> -----Original Message-----
> From: Jeff Smith [mailto:[EMAIL PROTECTED]
> Thanks, I think that solves my immediate problem. But it sure 
> would be nice
> if struts had a built-in mechanism for supporting these kinds 
> of sequences.

I think I raised the same issue Many Moons Ago, claimed I'd do something
about it, and promptly got laid off from my day job, or wandered off into
the weeds, or something.  Maybe I'll blow the dust off whatever's lying
around in this regard.  I know I've got it around here *somewhere*...
{sounds of glass breaking, large metal objects flying about}

The larger problem, of course, is many numbers of these types of
sequences--what I like to think of as how the web handles dialog boxes.  In
a dialog box metaphor, in a regular desktop application, you're staring at
some screen, a dialog box or wizard pops up, you plow through it, and when
it is dismissed, you're staring at the same screen you were before the whole
thing began.  With the web (leaving aside various stupid javascript and CSS
tricks), you need to somehow store these "savepoints"--mark points in the
flow that represent the "screen" you were staring at before the current
sequence/dialog box-ish thing/wizard started and "got in front" of it.  That
way, when you "dismiss" the dialog box, or complete the sequence, you are
returned back to the page/screen you were looking at previously.

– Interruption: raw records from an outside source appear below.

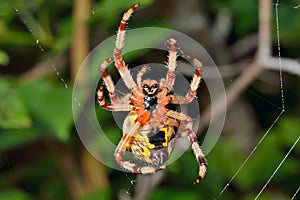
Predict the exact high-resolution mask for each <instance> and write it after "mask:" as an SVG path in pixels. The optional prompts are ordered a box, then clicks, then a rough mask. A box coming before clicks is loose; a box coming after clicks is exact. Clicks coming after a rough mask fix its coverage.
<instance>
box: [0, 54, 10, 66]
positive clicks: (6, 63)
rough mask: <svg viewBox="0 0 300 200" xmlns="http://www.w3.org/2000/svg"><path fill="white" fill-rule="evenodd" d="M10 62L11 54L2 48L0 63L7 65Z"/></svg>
mask: <svg viewBox="0 0 300 200" xmlns="http://www.w3.org/2000/svg"><path fill="white" fill-rule="evenodd" d="M8 63H9V55H8V54H7V53H6V52H5V51H2V50H0V65H7V64H8Z"/></svg>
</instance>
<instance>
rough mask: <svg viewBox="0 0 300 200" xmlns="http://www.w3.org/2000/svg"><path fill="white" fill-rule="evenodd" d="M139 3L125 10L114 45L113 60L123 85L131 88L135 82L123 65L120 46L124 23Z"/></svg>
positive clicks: (119, 26) (133, 86)
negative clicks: (118, 71) (114, 45)
mask: <svg viewBox="0 0 300 200" xmlns="http://www.w3.org/2000/svg"><path fill="white" fill-rule="evenodd" d="M140 5H141V4H138V3H137V4H134V5H133V6H131V8H129V9H128V10H127V12H125V13H124V15H123V17H122V20H121V22H120V26H119V29H118V33H117V39H116V47H115V49H114V61H115V66H116V68H117V69H118V71H119V73H120V76H121V77H122V79H123V80H124V82H125V85H126V86H127V87H128V88H129V89H133V88H135V87H136V83H135V82H134V81H133V78H132V76H131V74H130V72H129V70H128V68H127V66H126V65H125V62H124V61H123V58H122V55H121V53H122V47H123V42H124V38H125V29H126V23H127V21H128V20H129V18H130V16H131V15H132V13H133V12H134V10H135V9H136V8H137V7H139V6H140Z"/></svg>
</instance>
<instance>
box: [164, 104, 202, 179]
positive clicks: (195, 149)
mask: <svg viewBox="0 0 300 200" xmlns="http://www.w3.org/2000/svg"><path fill="white" fill-rule="evenodd" d="M167 116H169V117H171V118H174V119H177V120H179V121H181V122H183V127H182V129H183V132H182V133H181V134H180V135H179V137H180V136H187V137H188V139H189V140H190V141H191V144H192V150H193V152H194V154H195V157H196V159H197V161H198V163H199V174H198V177H197V179H196V180H195V182H194V184H197V183H199V182H200V180H201V179H202V178H203V177H204V175H205V173H206V166H207V162H206V160H205V156H204V154H203V152H202V150H201V148H200V146H199V144H198V140H197V136H196V134H195V133H194V131H193V130H192V127H193V120H192V118H191V117H190V116H188V115H185V114H183V113H179V112H176V111H172V110H169V111H168V112H167Z"/></svg>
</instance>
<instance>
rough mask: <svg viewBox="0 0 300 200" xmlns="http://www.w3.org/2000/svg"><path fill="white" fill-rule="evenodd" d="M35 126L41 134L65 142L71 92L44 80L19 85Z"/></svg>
mask: <svg viewBox="0 0 300 200" xmlns="http://www.w3.org/2000/svg"><path fill="white" fill-rule="evenodd" d="M20 88H21V92H22V94H23V96H24V99H25V102H26V105H27V107H28V110H29V112H30V114H31V115H32V118H33V120H34V123H35V125H36V126H37V127H38V128H39V129H40V130H41V131H43V132H46V133H49V134H51V135H53V136H55V137H56V138H57V139H59V140H62V141H66V140H68V138H69V136H70V131H71V126H72V121H73V118H72V108H71V104H72V103H71V90H70V89H66V88H65V87H64V84H60V85H55V84H52V83H50V82H48V81H46V80H43V81H42V80H39V81H30V82H23V83H22V84H21V85H20Z"/></svg>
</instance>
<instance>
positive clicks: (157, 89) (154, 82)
mask: <svg viewBox="0 0 300 200" xmlns="http://www.w3.org/2000/svg"><path fill="white" fill-rule="evenodd" d="M142 88H143V93H144V94H145V95H150V96H151V95H156V94H157V92H158V89H159V88H158V82H157V81H156V80H144V81H143V83H142Z"/></svg>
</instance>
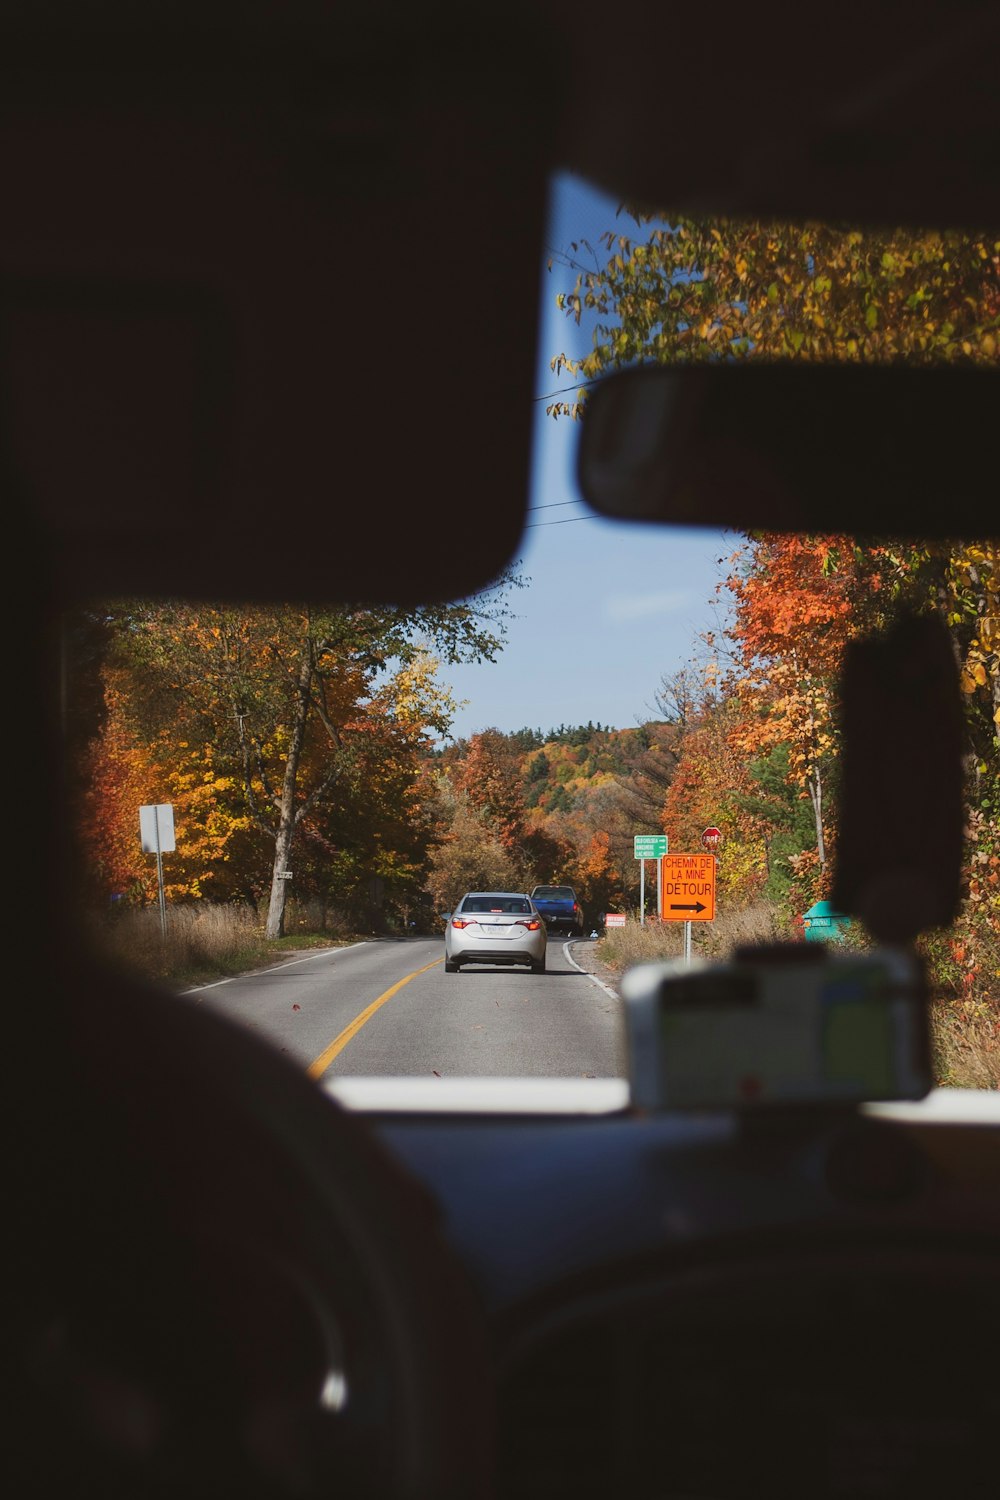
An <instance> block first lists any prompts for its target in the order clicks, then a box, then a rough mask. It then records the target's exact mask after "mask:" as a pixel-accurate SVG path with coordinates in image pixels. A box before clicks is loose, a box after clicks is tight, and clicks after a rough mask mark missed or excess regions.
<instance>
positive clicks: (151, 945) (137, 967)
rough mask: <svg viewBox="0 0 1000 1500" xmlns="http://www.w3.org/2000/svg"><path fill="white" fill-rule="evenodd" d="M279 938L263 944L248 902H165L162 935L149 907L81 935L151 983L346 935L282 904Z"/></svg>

I, like lots of other people, have usually handled this in a one-off sort of
way, where you know in advance how many of these sequences you're likely to
have, and store something slightly hackish, like the "fromUrl" or the
"originalPage" or some such in the session.  It's always struck me as kind
of nasty, but quick, dirty, and usually OK to do in the short term, which is
all they ever give you to work with anyhow.  ;-)

But on several projects now, that hack has ballooned somewhat out of control
as we'd really like to reuse a sequence in several positions in the
webapp--sometimes within another sequence.  So you always want to return to
the last savepoint on the "stack", as it were.

Hmm.  Now I'm interested again.  I'll be back with whatever I find.